Though it was phrased as a question, he didn’t have much choice so Colt nodded, “Yeah.”
“Good. I’ll see ya tonight.”
“Yeah, now get outta my shop.”
Lincoln chuckled again and backed away slowly, hands in the air in an imaginary show of defeat. He’d gotten what he came for, that was the only reason he was leaving. Colt wasn’t naïve enough to think that he’d won anything because there was no winning with his family.
“Hey now, remember it’s still half mine until you pay off that debt, Cuz.”

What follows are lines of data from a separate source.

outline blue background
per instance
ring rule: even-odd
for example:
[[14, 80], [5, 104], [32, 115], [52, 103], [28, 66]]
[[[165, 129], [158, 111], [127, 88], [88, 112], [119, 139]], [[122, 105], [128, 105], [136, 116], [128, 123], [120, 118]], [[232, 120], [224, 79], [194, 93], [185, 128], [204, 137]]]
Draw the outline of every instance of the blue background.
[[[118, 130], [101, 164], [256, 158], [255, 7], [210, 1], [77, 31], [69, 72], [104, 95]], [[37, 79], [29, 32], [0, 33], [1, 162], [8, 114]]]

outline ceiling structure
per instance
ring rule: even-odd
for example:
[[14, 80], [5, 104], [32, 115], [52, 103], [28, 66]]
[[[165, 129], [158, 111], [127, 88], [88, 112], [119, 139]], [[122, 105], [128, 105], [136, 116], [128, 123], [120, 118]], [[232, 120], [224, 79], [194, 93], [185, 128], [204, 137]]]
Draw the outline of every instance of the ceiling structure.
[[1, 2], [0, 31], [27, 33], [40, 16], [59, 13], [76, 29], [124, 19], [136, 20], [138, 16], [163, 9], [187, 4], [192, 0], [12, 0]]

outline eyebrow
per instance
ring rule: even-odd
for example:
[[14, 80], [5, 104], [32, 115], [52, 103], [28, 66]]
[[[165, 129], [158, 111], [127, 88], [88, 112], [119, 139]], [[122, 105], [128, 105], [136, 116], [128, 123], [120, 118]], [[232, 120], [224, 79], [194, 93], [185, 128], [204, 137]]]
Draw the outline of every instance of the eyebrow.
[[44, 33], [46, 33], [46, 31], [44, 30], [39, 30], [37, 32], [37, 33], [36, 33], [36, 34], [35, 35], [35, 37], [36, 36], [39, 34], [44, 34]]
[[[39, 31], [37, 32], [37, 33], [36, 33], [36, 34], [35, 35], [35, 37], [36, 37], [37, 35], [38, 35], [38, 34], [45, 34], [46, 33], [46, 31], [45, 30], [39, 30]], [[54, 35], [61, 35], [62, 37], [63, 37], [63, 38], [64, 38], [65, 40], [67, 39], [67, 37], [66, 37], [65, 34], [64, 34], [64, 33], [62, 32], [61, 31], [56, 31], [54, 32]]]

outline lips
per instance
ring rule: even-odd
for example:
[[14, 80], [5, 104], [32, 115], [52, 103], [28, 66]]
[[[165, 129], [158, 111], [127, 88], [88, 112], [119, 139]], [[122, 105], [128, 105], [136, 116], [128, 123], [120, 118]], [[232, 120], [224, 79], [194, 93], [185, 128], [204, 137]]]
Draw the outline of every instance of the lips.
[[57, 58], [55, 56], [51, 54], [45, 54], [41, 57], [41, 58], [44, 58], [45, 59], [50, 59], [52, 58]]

He scowled when Lincoln winked as if it were a joke. It wasn’t. He knew better. It was a not so subtle reminder to watch his tone and his place. Lincoln cut him a lot of slack because they were related but he would only be pushed so far. The backtalking and threats were acceptable, but only in private. Doing it in public would not be conducive to his good health or the pristine tattoo studio they were standing in.
For about the millionth time, Colt cursed himself for accepting Lincoln’s money and using some of it to open Fine Lines. Taking his money had been the opposite of walking away from the family business. If Colt took the dirty money he had to do the dirty deeds that went along with it. But he’d needed that money, Cash had needed it, and Lincoln was the only one that had offered.
So far he’d never asked for all that much in return. A couple of fights a month in the underground MMA style matches their cousin Abel ran had worked off most of his debt. He was a sure thing in any fight, had never lost, and with Lincoln backing him the money they raked in almost made it worth it.